In questo luogo insolito, San Calogero stabilì il suo romitorio. E sul monte Kronion, presso le stufe vaporose, passò i restanti 35 anni della sua vita, in mezzo a sempre maggiori macerazioni e a sempre più larga ammirazione. Cominciò allora, lui vivente, quell’afflusso di pellegrini e di bisognosi che ancora percorre le ripidi pendici del monte Kronion, chiamato ormai Monte San Calogero, per visitare il santuario costruito sul luogo nel quale vi fu la celletta del santo eremita.

5 Maggio

Nome: IRENE

S.ta IRENE di LECCE
Vergine (IV sec.)

 

Una delle più belle chiese barocche di Lecce ci richiama a Sant’Irene, la cui devozione in città aveva alle spalle una tradizione millenaria.
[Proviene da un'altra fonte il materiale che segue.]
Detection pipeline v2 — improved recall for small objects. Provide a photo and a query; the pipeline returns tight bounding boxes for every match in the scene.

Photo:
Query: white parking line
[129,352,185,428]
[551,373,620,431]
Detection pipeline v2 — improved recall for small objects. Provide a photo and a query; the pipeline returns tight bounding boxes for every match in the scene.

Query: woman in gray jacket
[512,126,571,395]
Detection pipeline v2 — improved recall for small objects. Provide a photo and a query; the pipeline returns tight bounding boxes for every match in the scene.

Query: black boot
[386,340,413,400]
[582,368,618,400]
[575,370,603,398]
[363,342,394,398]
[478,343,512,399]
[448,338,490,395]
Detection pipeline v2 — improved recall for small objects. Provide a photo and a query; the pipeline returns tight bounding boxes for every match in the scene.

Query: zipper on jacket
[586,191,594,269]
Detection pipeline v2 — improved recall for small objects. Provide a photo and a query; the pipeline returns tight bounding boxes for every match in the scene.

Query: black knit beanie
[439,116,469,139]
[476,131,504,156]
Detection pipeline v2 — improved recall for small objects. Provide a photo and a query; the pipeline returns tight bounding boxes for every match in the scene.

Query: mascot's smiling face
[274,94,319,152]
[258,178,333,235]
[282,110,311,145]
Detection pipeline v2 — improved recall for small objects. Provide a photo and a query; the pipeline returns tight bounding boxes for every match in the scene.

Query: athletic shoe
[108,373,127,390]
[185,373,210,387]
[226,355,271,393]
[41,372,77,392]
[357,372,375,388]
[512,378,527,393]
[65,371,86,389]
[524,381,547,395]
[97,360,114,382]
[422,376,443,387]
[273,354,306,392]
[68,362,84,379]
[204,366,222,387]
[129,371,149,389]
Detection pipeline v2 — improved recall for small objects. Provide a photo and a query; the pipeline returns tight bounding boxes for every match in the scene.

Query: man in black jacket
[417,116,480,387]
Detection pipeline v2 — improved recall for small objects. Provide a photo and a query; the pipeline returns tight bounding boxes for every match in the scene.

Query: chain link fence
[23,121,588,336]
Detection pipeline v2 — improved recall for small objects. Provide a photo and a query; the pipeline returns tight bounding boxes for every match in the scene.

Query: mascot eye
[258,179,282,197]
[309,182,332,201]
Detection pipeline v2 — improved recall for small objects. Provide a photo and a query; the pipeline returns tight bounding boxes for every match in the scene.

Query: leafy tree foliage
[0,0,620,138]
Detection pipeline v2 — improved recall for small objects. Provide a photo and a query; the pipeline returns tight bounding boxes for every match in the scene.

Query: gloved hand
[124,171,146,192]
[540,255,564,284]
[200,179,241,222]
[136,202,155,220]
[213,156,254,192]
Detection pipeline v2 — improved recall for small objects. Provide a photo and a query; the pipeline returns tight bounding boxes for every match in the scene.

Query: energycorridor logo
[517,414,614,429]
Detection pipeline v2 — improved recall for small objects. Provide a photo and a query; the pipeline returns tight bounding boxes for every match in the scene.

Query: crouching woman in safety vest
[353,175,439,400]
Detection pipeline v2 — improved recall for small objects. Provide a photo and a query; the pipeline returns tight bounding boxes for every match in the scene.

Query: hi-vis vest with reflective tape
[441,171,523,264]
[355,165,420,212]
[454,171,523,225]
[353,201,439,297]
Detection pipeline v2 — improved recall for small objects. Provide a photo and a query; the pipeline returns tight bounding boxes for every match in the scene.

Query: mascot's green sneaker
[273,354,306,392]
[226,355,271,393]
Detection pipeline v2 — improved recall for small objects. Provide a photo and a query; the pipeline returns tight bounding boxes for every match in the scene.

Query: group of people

Irene infatti morì nel IV secolo, e morì Martire per la fede, forse sotto Diocleziano. A Lecce si narrano molti suggestivi episodi sul conto di questa fanciulla, i cui veri contorni storici sono piuttosto vaghi e sfuggenti. Si dice, per esempio, che ella sarebbe stata la figlia di Licinio, il futuro Imperatore e socio del grande Costantino, insieme con il quale avrebbe poi sottoscritto l’editto di tolleranza religiosa per i cristiani. La fede perciò dell’integerrima fanciulla avrebbe avuto un peso storico non piccolo, contribuendo a ben disporre l’animo paterno nei confronti dei credenti nel Cristo. Ed è perciò significativo il fatto che la conversione del padre sia stata ottenuta soltanto con il martirio della figlia. Quanto alla probabilità che Sant’Irene, la Martire di Lecce, sia stata veramente figlia di un Imperatore, non abbiamo elementi né per confutarla né per dimostrarla. C’è però un particolare curioso, che fa pensare a qualcosa di più che una coincidenza.
Anche i Copti, cioè i cristiani scismatici di certe regioni africane, l’Etiopia soprattutto, onorano una Santa Irene o Erina, e anch’essi la dicono figlia di un re, Licinio. L’origine della devozione per i santi presso i Copti è molto antica, ed è rimasta, per così dire, cristallizzata nei secoli. Si può pensare perciò che questa loro Sant’Irene e la Martire pugliese siano la stessa persona. Irene è un nome greco “cirene” che vuol dire “pace”. Quella pace che Sant’Irene, con il suo martirio, contribuì a riportare tra i cristiani, vittime delle persecuzioni, e che ancor oggi è l’augurio più bello e la preghiera più necessaria rivolta alla Patrona di Lecce nel giorno della sua festa.